United Airlines reports that it has extended its cancellation of Boeing 737 Max flights. The airline plans to do so at least until early November 2019, a move that will affect 5,000 flights. Previously, the airline extended cancellations after the Federal Aviation Administration discovered a new 737 software flaw.
This software flaw is not the same one that contributed to two deadly 737 Max plane crashes that claimed nearly 400 lives. The CEO of Boeing states that the company needs the additional time to correct the latest flaw and have its corrected software approved by the FAA before the planes can be prepared to safely fly again. Southwest Airlines aims to stick with plans to reintroduce the 737 Max planes in October 2019. Until then, the airline is cancelling 150 of its daily flights.

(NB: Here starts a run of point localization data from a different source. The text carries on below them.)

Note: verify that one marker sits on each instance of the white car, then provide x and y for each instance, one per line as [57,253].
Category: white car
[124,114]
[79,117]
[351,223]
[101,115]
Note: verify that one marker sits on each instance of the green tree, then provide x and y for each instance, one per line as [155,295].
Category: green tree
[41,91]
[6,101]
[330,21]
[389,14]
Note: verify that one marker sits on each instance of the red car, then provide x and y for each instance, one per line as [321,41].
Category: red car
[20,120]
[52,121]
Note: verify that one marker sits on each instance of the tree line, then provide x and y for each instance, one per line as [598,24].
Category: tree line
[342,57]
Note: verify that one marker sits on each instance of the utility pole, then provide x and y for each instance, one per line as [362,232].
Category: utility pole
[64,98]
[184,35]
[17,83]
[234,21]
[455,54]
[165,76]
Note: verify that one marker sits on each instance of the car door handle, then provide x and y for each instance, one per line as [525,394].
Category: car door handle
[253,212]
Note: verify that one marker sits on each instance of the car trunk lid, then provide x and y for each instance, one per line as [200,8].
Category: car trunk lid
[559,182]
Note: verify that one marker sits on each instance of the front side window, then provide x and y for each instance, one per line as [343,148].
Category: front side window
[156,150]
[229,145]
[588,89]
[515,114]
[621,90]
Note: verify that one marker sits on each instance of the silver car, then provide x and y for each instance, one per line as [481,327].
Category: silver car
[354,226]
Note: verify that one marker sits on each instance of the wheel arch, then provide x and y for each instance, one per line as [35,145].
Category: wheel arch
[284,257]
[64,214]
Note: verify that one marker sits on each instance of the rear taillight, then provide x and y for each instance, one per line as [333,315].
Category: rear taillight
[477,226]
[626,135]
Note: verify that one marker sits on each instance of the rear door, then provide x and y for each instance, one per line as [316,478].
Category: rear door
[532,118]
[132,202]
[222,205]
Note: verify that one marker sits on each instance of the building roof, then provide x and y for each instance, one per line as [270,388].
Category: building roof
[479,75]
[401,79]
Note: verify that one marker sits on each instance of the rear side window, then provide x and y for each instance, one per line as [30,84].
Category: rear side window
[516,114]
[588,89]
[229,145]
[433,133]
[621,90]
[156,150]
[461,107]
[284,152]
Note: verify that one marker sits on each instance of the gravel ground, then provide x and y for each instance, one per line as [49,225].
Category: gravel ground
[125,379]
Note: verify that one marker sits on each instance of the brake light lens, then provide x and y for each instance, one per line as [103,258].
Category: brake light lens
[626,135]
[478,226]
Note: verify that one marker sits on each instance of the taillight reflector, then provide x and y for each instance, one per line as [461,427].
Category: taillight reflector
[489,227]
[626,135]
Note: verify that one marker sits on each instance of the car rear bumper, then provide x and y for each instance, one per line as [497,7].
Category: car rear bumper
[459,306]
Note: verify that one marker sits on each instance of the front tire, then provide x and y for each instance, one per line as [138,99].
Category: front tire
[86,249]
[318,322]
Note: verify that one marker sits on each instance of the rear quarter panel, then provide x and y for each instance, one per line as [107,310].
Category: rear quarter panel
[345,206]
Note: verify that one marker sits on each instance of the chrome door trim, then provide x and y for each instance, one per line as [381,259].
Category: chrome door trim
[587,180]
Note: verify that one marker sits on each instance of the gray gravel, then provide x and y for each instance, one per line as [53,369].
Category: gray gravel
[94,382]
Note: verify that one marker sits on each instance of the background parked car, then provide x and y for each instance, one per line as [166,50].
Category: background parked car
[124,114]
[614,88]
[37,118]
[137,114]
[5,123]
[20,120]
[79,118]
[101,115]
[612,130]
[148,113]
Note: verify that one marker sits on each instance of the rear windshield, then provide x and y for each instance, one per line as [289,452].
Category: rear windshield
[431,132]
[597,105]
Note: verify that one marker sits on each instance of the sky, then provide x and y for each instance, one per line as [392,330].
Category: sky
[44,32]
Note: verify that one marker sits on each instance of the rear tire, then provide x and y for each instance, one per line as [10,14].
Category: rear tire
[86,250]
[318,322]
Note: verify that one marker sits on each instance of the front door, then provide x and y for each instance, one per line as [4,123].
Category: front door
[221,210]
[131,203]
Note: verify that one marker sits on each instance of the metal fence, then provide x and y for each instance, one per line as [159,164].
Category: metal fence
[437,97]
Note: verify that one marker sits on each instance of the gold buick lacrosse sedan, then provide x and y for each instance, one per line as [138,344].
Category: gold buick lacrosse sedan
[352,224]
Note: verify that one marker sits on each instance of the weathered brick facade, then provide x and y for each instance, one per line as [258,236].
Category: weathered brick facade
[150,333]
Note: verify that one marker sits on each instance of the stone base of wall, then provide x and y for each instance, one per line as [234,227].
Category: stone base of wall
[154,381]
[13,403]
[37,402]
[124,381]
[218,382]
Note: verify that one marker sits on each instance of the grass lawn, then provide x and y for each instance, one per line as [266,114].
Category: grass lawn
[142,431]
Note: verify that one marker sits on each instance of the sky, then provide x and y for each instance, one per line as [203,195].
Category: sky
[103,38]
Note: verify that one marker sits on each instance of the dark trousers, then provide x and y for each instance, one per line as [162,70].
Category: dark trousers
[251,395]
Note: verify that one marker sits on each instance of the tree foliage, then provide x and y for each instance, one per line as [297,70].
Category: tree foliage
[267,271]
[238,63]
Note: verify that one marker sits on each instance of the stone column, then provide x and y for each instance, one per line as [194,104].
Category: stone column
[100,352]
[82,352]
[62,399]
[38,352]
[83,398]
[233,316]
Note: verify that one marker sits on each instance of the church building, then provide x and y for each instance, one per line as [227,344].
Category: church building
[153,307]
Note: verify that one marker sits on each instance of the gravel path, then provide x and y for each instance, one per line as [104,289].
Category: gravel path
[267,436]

American Airlines isn’t discussing its plans. However, the airline had previously canceled 737 Max flights. Delta Airlines is not affected since the airline does not fly these planes. Meanwhile, United has vowed to “nimbly make the necessary adjustments” to safely get its 737 Max planes ready for use again. The issue on the two flights that crashed was an external sensor that was part of software referred to as a Maneuvering Characteristics Augmentation System. Pilots in both crashes, however, were unaware of this software because Boeing did not disclose this information to the airline.
With matters involving aircraft sales and purchases and related components, an aviation lawyer may get involved if there is evidence that a design flaw contributed to a crash. It might also be possible to hold a manufacturer legally responsible if they failed to fully provide details of an aircraft’s software to the airline. A lack of such knowledge may prevent an airline from conducting proper software checks.